[Big Data Hive3.x Data Warehouse Development] How does HiveSQL use explode&lateral view to convert a single column to multiple rows

[Big data Hive3.x data warehouse development] HiveSQL row-to-column application

1 column to row: multi-column to multi-row –union function

[Big data Hive3.x data warehouse development] HiveSQL row-to-column application
insert image description here
1 The opposite process of converting multiple rows to multiple columnsdeduplicate and sort
union all: resultDo not deduplicate, do not sort
insert image description here

2 Column to row: single column to multiple rows – UDTF function explode

explode : Used to expand each element in a collection or array, and split each element into a row.

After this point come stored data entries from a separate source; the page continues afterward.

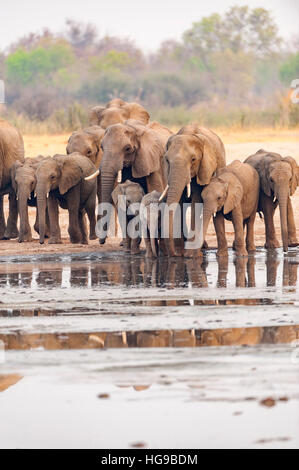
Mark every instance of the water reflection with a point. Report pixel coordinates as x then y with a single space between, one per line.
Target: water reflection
137 272
154 338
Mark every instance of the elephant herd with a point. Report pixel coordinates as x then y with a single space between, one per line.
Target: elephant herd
123 153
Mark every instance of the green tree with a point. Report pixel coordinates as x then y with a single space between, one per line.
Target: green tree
289 70
26 67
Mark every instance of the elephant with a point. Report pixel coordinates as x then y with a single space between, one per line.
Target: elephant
279 178
151 220
232 194
70 181
192 157
23 180
132 151
117 111
133 193
88 143
11 150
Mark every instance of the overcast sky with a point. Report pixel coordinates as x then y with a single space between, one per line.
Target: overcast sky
147 22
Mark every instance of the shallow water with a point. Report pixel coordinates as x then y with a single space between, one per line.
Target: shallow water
185 333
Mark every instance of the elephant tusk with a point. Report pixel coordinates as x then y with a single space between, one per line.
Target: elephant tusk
164 193
93 175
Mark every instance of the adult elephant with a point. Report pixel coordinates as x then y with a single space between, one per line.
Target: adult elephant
279 178
88 143
192 157
11 150
62 180
117 111
132 151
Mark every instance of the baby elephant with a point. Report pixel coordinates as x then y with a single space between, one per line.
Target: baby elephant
23 180
133 194
150 215
68 181
232 195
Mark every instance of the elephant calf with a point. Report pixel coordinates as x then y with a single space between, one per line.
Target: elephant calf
23 180
150 215
279 178
132 194
68 181
233 195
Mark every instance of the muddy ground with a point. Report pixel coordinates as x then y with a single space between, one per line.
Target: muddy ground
100 349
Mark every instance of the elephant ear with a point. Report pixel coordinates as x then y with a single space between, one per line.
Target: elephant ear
234 194
263 171
13 170
118 191
208 164
71 173
149 154
138 112
116 103
295 174
95 115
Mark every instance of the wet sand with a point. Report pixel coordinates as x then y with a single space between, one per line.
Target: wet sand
101 349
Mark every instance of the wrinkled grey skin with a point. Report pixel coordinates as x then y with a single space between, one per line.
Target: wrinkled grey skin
192 156
88 142
279 178
136 150
151 219
133 193
11 150
60 181
23 181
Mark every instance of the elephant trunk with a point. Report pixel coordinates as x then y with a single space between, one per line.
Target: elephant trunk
153 221
23 195
177 183
107 185
282 197
41 195
207 214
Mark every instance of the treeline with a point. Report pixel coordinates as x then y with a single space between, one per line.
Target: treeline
226 70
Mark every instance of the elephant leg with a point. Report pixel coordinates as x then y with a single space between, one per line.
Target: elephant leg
250 233
237 219
222 271
90 210
268 209
291 225
135 246
251 271
26 236
219 224
12 229
162 247
240 269
193 252
55 235
83 228
2 219
148 248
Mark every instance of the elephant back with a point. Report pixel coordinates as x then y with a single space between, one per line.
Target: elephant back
11 150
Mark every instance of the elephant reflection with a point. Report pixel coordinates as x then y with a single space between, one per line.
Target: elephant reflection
244 271
290 268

Pay attention to the required data type: explode(Map|Array)
so when using the explode function, either set it to the array type when creating the table, or use split to convert it into an array later:select explode(split(col3,',')) from a;

The execution effect satisfies the need to input one line and output multiple lines, so it is called UDTF function – table generation function
Features:

  • can be used directly
  • can be combinedlateral viewThe side view works with it!
    • explode(array) array produces a row for each element.
    • explode(Map) map each pair of elements as one row, one column for key, and one column for value.insert image description here
select 
	col1
	,col2
	,lv.col3 as col3
from a 
	lateral view
		explode(split(col3,',')) lv as col3; 	

UDTF function syntax restrictions – why lateral view?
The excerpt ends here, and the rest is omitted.